In 1970, Congress passed the Family Planning Services and Population Research Act, which subsidized sterilizations for Medicaid and IHS patients — without including measures to safeguard against abuse. Cases like that of Minnie Lee and Mary Alice Relf, 14- and 12-year old Black girls in Alabama, who were forcibly sterilized after local family planning agents convinced their mother to sign a consent form that she did not understand, showed how coercion limited people’s ability to consent to procedures. Puerto Rican and Mexican American women also reported having been sterilized, often at public teaching hospitals, after signing consent forms under duress and confusion.

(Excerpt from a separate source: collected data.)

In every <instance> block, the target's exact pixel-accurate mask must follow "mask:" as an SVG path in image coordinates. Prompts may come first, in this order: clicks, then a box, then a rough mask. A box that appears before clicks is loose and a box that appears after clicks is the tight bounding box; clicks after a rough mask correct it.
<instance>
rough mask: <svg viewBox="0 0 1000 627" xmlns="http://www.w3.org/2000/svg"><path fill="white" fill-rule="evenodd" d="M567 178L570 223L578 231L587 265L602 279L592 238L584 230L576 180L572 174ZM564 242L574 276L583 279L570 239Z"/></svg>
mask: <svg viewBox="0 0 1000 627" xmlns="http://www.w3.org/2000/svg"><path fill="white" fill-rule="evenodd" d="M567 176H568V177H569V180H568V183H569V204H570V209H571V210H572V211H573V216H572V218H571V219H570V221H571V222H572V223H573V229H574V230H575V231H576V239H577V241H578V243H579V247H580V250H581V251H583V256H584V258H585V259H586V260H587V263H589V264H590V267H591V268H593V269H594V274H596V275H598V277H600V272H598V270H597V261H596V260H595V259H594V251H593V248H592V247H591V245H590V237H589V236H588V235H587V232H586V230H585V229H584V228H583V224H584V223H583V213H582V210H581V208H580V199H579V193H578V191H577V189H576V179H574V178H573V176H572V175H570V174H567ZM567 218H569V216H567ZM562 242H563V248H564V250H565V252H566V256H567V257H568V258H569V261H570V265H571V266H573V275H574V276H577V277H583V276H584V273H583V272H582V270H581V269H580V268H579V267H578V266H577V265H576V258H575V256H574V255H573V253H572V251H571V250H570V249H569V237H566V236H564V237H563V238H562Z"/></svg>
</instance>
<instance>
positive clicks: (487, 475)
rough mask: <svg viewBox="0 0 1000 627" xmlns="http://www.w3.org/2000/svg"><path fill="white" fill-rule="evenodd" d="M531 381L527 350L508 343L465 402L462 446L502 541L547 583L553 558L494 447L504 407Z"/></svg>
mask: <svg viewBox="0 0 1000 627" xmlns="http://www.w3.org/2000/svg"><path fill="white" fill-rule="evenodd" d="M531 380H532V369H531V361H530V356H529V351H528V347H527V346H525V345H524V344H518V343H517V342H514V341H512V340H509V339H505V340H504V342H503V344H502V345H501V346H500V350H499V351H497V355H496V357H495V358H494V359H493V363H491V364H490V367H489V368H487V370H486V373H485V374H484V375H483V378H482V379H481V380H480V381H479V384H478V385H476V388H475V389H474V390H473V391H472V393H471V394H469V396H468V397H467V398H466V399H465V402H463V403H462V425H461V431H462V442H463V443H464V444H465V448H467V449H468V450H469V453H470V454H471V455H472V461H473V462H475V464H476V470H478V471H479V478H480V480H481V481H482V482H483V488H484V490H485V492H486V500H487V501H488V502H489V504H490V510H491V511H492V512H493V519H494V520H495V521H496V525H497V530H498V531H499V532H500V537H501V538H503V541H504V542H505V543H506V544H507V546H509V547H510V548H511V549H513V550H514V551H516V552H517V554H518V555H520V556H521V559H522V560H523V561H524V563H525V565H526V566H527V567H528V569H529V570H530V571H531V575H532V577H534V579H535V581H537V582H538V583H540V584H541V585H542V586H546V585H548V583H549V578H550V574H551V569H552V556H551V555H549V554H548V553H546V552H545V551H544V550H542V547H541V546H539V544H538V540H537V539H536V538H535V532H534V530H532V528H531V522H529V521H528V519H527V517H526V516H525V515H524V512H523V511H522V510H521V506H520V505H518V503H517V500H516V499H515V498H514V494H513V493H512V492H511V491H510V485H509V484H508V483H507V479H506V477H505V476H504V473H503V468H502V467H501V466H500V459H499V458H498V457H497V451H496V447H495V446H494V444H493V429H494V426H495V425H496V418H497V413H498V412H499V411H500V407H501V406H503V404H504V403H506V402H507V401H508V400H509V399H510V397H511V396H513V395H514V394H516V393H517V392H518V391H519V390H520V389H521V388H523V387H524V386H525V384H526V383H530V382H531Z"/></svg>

Although the Relf case resulted in new federal guidelines to protect women, physicians and hospitals sometimes ignored them. Following pressure by Connie Pinkerton-Uri, a Choctaw and Cherokee physician, the Government Accountability Office released a report that revealed 3,001 Native women of childbearing age had been sterilized between 1973 and 1976 in four of 12 Indian Health Service service areas. The report documented inadequate consent forms and failure to adhere to a mandated 72-hour waiting period.
Native activists viewed the report’s numbers as far too low and argued that investigators failed to acknowledge the depths of coercion behind these procedures. Among other things, Native women reported fearing the removal of their children — a very real threat — if they did not consent to a tubal ligation.
Native women and women of color responded to these abuses by launching a reproductive justice movement, which has remained vigilant in protesting the coercive sterilization of marginalized women, as occurred in California prisons in the late 1990s and early 2000s.
This history underscores the legacy of racial and other hierarchies in the United States and sheds light on how structures of power have fostered dehumanization, exploitation and abuse. The continuing work of the reproductive justice movement recognizes the range of circumstances that can compromise women’s reproductive autonomy, including the conditions within migrant detention centers.